Natalia Andrievskikh’s essay, “Student-Created Tabletop Games as Advocacy: Exploring Alternatives to the Op-Ed Genre in First-Year Writing Courses” describes a critical making process leading up to the collaborative development of tabletop games. Andrievskikh argues that this kind of learning through play enhances student critical thinking, persuasive argumentation, and rhetorical agency.

Chadene Tremaglio and Michelle Kraczkowski’s essay, “In Layman’s Terms: Teaching Students to Understand the Scientific Literature Through Blog-Style Writing Assignments,” describes their efforts to promote deeper reading and clearer writing about scientific concepts.

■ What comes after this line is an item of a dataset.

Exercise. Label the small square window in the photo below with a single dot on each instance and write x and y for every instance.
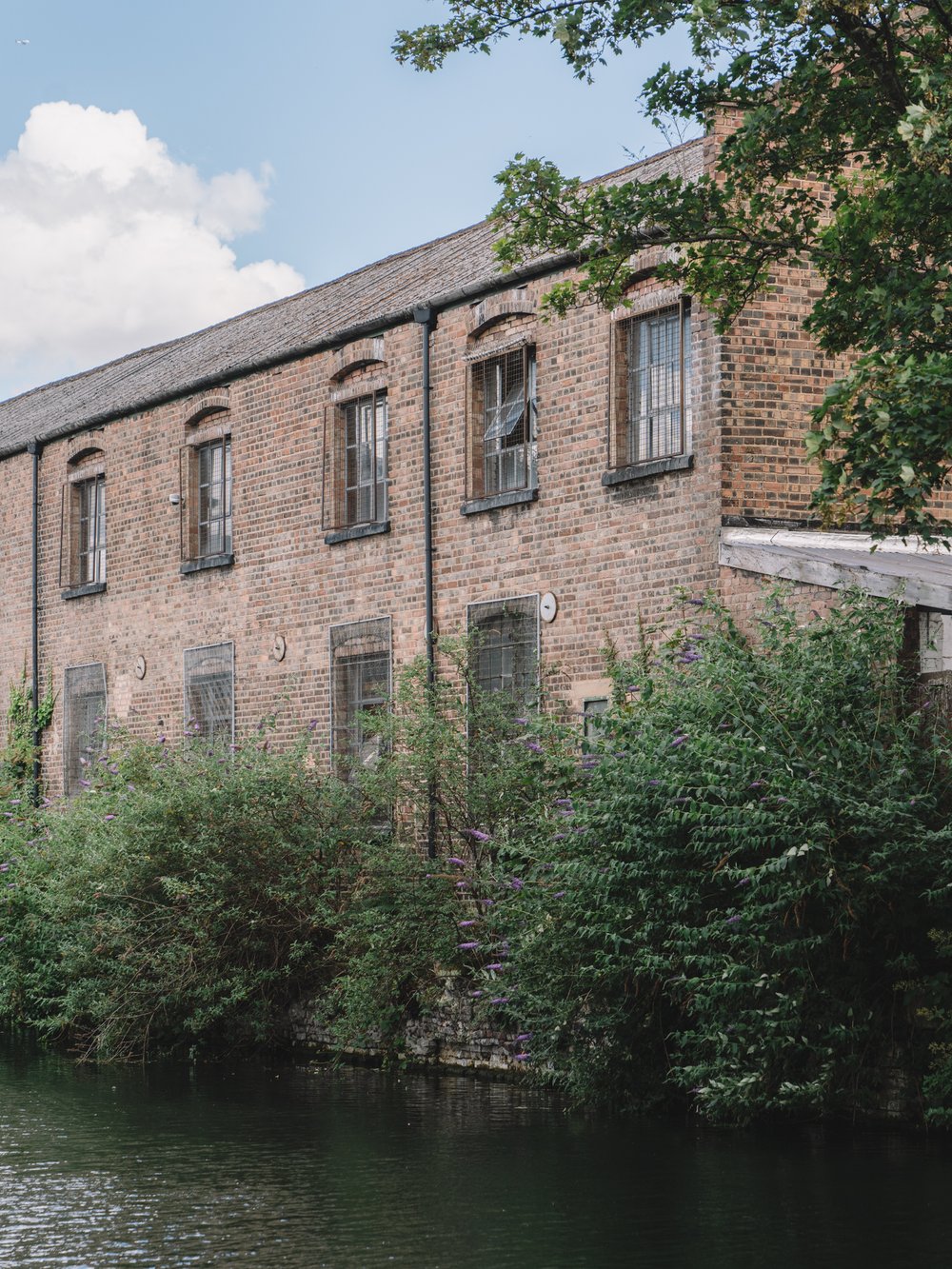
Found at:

In their upper-level undergraduate biology course, they developed a blog-style lay summary as a writing-to-learn activity that they have since revamped in response to student feedback.

Finally, were proud to be making the University of Wyoming the new editorial home of the journal; UW has a long and storied history when it comes to writing instruction, particularly the ways best practices in the field are intimately tied to issues of academic labor. As we continue to shape the journal, we will be looking for opportunities to shine a brighter light on how individual writing assignments respond to the conditions of work in specific institutional contexts.